Quand il rouvrit les yeux, la première chose qu'il sentit fut le linge humide, délicieusement glacé, qu'on lui avait posé sur le front. Puis le visage, inquiet et foutrement maternel, de Hermione apparut au-dessus de lui. Elle retira doucement le tissu et murmura :

« Ca va mieux Malefoy ? »

« Super… » croassa-t-il, plissant le nez en une moue réprobatrice.
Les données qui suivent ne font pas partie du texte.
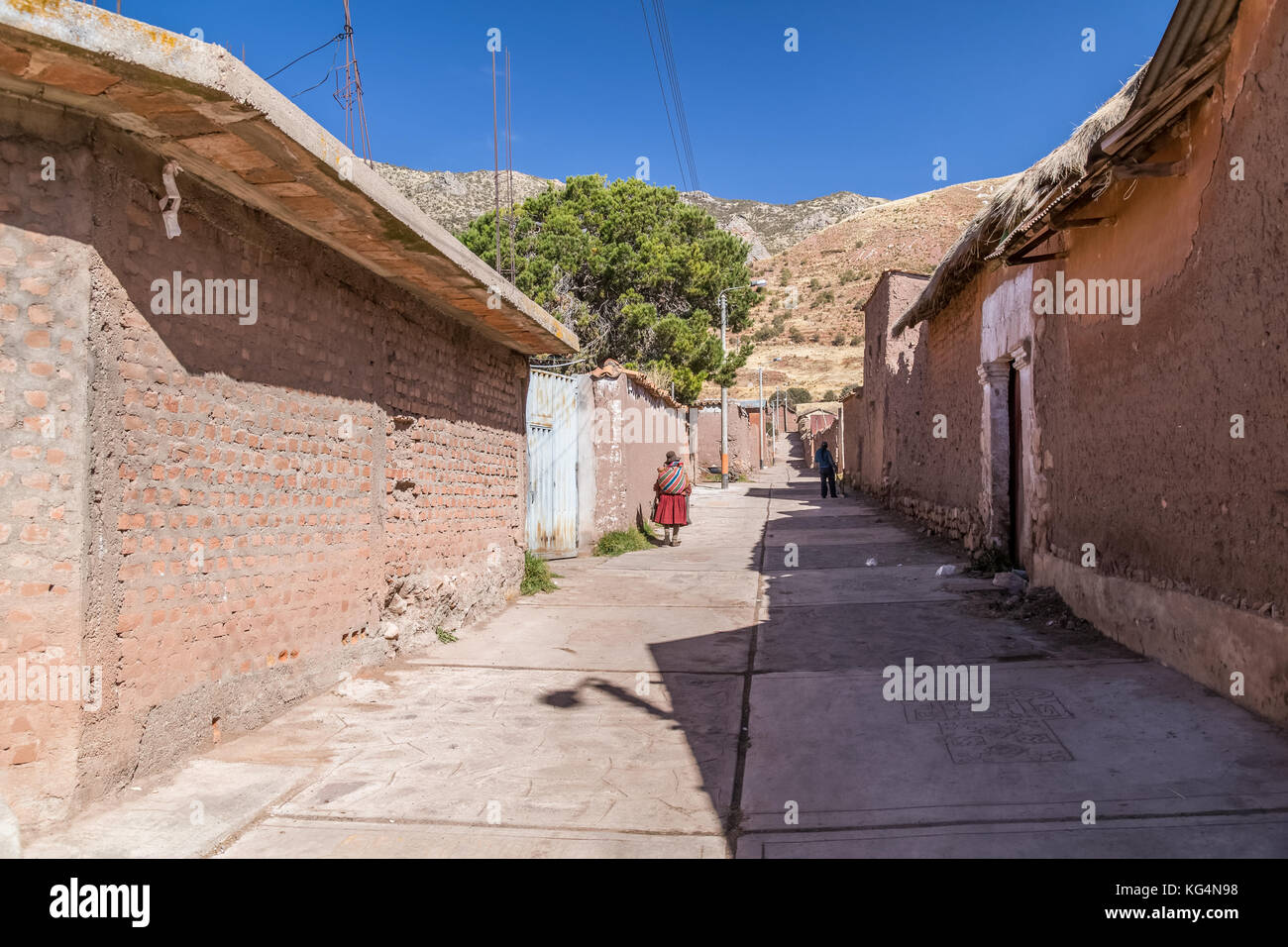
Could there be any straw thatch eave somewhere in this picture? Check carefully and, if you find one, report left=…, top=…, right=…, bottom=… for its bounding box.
left=893, top=63, right=1149, bottom=335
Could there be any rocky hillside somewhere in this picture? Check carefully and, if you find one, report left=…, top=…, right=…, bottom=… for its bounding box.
left=376, top=163, right=563, bottom=233
left=680, top=191, right=885, bottom=262
left=734, top=177, right=1008, bottom=398
left=376, top=163, right=884, bottom=262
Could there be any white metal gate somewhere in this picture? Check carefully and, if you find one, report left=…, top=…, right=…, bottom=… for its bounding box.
left=527, top=368, right=577, bottom=559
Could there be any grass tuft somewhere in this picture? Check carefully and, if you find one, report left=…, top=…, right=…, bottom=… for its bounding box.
left=519, top=550, right=559, bottom=595
left=595, top=524, right=653, bottom=556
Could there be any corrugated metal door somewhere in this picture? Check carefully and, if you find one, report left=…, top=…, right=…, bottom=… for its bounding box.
left=527, top=368, right=577, bottom=559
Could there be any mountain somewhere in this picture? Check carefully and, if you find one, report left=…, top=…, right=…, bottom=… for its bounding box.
left=376, top=164, right=1009, bottom=398
left=730, top=177, right=1010, bottom=398
left=376, top=163, right=884, bottom=263
left=376, top=163, right=563, bottom=233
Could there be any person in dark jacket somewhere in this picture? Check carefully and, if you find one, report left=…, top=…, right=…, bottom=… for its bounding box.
left=814, top=441, right=836, bottom=497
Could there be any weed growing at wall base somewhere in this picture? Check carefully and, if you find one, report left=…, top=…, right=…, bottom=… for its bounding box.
left=519, top=550, right=559, bottom=595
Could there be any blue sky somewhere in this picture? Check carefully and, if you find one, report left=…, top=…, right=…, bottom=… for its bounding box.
left=118, top=0, right=1173, bottom=202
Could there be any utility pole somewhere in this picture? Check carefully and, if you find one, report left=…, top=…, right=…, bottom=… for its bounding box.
left=720, top=279, right=769, bottom=489
left=720, top=291, right=729, bottom=489
left=760, top=366, right=765, bottom=471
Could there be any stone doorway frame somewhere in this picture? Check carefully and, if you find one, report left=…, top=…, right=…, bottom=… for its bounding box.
left=978, top=339, right=1034, bottom=565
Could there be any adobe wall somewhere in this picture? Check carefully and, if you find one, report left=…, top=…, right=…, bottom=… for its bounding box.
left=593, top=373, right=696, bottom=539
left=837, top=388, right=864, bottom=485
left=857, top=273, right=983, bottom=549
left=0, top=97, right=527, bottom=824
left=1034, top=0, right=1288, bottom=721
left=695, top=402, right=759, bottom=476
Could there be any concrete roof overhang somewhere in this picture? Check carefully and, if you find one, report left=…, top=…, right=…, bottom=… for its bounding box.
left=0, top=0, right=579, bottom=356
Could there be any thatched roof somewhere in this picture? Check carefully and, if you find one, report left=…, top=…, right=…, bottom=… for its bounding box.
left=893, top=63, right=1149, bottom=335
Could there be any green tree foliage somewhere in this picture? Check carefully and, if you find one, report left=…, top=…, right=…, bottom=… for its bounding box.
left=461, top=175, right=752, bottom=402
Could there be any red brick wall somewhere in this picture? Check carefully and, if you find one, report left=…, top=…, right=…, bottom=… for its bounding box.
left=0, top=110, right=91, bottom=822
left=0, top=99, right=527, bottom=823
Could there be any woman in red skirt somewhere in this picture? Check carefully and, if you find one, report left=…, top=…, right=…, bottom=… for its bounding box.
left=653, top=451, right=693, bottom=546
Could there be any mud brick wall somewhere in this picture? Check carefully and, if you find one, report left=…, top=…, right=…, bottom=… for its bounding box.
left=0, top=99, right=527, bottom=824
left=0, top=98, right=90, bottom=822
left=693, top=401, right=760, bottom=476
left=1034, top=3, right=1288, bottom=618
left=863, top=280, right=983, bottom=549
left=837, top=388, right=863, bottom=484
left=592, top=373, right=696, bottom=535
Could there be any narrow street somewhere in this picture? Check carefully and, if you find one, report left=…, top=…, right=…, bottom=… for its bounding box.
left=29, top=438, right=1288, bottom=858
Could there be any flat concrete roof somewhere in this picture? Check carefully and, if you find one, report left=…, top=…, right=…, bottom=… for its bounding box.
left=0, top=0, right=579, bottom=356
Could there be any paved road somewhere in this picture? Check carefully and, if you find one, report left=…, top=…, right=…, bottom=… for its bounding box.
left=29, top=438, right=1288, bottom=858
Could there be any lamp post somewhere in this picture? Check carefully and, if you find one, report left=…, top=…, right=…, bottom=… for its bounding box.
left=760, top=356, right=783, bottom=471
left=720, top=279, right=769, bottom=489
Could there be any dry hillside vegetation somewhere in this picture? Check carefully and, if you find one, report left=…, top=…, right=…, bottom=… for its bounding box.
left=376, top=163, right=884, bottom=263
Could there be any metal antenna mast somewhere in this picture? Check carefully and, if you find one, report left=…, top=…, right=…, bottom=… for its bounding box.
left=505, top=47, right=519, bottom=283
left=335, top=0, right=371, bottom=164
left=492, top=49, right=501, bottom=273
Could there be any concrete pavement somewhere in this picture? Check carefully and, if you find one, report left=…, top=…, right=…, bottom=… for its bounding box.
left=27, top=438, right=1288, bottom=857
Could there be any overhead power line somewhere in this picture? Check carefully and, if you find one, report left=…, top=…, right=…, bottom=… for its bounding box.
left=640, top=0, right=690, bottom=191
left=653, top=0, right=702, bottom=189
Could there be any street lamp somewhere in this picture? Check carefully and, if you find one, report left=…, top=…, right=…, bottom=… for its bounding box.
left=759, top=356, right=783, bottom=471
left=720, top=279, right=769, bottom=489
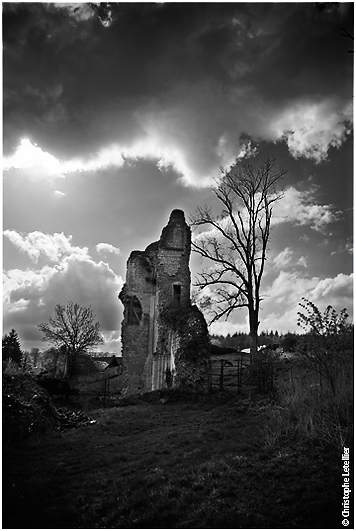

Mais il sentit le doigt de la sorcière se poser sur la fine ride entre ses deux yeux, tandis qu'elle ajoutait, presque amusée :

« Pas de ça, sinon les soucis te feront vieillir avant l'heure. »

Merde… Ces mots, c'étaient ceux que Potter lui disaient chaque fois qu'il fronçait les sourcils.

Les larmes revinrent, sans prévenir, traîtresses. Saloperie !

Des rues sans couleurs

Ok, c'était jour de deuil, mais Draco Malefoy aurait aimé ne rien ressentir en venant ici. Il était venu pour un adieu, pour tourner une page. Pas pour ouvrir les vannes.

Le monde est en deuil

Il aurait aimé ne rien ressentir. Si seulement son foutu cœur avait pu s'arrêter de battre, comme celui de Harry Potter !

Si vide et si seul

Serrant les poings de rage devant ses yeux pour se cacher, Draco sentit des spasmes étreindre par intermittences répétées son cœur, et espéra un instant y passer, là, sur cette moquette épaisse, sur ce fichu palier, devant les yeux effarés de Granger.

Et pourtant si rempli de toi

Mais rien à faire. La douleur affluait par vagues, lourdes et écrasantes, menaçait de le noyer mais pas de l'emporter.

« Putain de Potter ! Pourquoi… pourquoi toi ? Pourquoi… »

Déclaré coupable

Je suis désolé, Draco.

« Ouais, c'est ça ! T'es désolé ? Connard ! » Malefoy hoquetait son chagrin et sa rancœur, sous le regard non pas horrifié mais compréhensif de Hermione.

Toi tu vas au diable

Je suis vraiment désolé, tu sais. Si j'avais su, je…

« Ah ouais ? Et si tu avais su, tu aurais fait quoi ? Tu aurais évité de la foutre en colère ? Crétin… »

A moi les chemins de croix

Je… Je ne sais pas bien. Je ne pensais juste pas que…

Que quoi, Potter ! Qu'est-ce que tu veux m'entendre dire ? Que j'avais besoin de toi ? Et ben ouais, j'avais besoin de toi ! Voilà, t'es content ?

Non. Je trouve ça un peu triste.

Que quoi ? Que j'ai besoin de toi ?

Non. De ne le comprendre que maintenant.

« C'est trop tard… » souffla Malefoy, essuyant enfin ses larmes, avant de tenter de se redresser. Granger l'y aida, lui posant une main si détestablement amicale dans le dos pour le soutenir le temps qu'il se remette sur ses pieds.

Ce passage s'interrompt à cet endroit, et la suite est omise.